I squeezed his hand; I knew that he had been up there since.

As if to contradict me he said, “Never, not to this day.” He tugged my hand and whispered rapidly, “It’s evil, evil. You’ve seen them at the swap meets, scavengers, there’s something wrong with them, wall-eyed or something burst inside—there’s something wrong in their eyes, you can see it’s driven them crazy to live in those ruins. Insanity’s horse. And no surprise either. You got to stay out of that place, Henry. I know you’ve been up there at night. But listen to me, now, don’t go up there, it’s bad,
bad.
” He was leaning off the pillow toward me, both hands on my side of the bed to prop himself up, his face intense and sweaty. “Promise me you won’t go up there, boy.”

“Ah, Tom—”

“You can’t go up there,” he said desperately. “Tell me you won’t, not ever.”

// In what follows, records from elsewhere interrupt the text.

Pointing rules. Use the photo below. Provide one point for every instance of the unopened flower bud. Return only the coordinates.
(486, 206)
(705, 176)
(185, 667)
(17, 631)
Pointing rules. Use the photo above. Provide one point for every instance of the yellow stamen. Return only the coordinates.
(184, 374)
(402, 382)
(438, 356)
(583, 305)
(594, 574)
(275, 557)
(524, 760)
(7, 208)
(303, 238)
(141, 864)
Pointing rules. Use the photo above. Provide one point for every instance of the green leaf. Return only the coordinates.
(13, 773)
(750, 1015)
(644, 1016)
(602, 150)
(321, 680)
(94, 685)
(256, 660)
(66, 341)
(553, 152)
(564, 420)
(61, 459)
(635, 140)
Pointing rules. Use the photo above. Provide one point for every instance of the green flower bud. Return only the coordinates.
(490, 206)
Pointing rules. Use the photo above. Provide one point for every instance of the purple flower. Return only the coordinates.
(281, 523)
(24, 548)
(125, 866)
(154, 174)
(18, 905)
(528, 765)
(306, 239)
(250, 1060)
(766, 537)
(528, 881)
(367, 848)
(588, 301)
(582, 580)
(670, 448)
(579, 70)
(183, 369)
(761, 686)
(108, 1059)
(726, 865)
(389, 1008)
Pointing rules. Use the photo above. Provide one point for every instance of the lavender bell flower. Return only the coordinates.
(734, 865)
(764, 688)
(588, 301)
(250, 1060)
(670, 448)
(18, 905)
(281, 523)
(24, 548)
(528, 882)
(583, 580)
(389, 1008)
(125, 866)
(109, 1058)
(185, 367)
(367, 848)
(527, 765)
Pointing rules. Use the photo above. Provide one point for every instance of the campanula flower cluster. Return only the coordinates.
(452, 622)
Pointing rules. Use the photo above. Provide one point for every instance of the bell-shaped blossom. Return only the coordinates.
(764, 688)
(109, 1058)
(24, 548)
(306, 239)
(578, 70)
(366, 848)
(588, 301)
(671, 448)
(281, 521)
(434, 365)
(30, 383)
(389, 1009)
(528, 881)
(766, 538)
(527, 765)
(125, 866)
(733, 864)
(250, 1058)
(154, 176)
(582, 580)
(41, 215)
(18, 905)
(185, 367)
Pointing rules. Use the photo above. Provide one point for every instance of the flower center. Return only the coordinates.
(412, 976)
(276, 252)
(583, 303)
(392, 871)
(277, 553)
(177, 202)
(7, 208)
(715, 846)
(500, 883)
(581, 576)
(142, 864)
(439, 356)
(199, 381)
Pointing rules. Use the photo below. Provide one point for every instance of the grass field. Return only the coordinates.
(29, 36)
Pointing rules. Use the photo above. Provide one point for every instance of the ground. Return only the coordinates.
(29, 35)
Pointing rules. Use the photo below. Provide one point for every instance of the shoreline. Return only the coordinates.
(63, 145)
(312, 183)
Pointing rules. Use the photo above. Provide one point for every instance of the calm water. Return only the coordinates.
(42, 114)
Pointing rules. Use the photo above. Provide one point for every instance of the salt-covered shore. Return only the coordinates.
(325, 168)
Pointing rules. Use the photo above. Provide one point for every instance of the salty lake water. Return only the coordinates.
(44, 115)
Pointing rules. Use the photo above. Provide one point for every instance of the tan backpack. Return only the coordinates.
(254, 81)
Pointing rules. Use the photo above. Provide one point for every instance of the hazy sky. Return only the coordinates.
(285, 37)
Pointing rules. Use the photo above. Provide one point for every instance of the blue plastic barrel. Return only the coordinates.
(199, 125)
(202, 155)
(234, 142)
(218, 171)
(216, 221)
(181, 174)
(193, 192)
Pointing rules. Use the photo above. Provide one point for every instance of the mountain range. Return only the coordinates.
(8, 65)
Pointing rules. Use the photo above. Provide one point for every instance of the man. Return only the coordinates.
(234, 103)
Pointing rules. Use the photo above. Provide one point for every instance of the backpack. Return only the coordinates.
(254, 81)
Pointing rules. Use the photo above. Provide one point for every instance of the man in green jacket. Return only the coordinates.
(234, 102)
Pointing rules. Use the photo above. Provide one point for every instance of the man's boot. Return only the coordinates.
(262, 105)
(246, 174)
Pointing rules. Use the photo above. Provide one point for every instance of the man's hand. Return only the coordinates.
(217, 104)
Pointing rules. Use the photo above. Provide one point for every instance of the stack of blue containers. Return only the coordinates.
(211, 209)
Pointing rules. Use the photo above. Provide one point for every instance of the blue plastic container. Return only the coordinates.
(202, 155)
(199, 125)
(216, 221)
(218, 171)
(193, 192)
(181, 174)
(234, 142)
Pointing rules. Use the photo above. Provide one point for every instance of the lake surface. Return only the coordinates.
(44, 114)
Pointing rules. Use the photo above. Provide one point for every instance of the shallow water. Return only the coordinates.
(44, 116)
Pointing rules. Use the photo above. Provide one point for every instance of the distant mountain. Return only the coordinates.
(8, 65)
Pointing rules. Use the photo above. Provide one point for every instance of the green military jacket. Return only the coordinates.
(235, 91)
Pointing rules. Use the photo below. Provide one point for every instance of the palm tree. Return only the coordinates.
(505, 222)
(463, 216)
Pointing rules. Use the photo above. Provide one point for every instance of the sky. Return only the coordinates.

“Tom, I mean sometime I’m gonna have to—”

“No! What for? You get what you need out of there from scavengers, that’s what they’re for,
please,
Henry, promise me. There’s evil up there so bad it can’t be spoken of please
I’m asking you not to go up there
—”

“All right!” I said. “I won’t go up there. I promise.” I had to say it to calm him down, you see. But the knot tightened across my stomach until I had to hold my left arm over my ribs, and I knew I had done wrong. Done wrong again.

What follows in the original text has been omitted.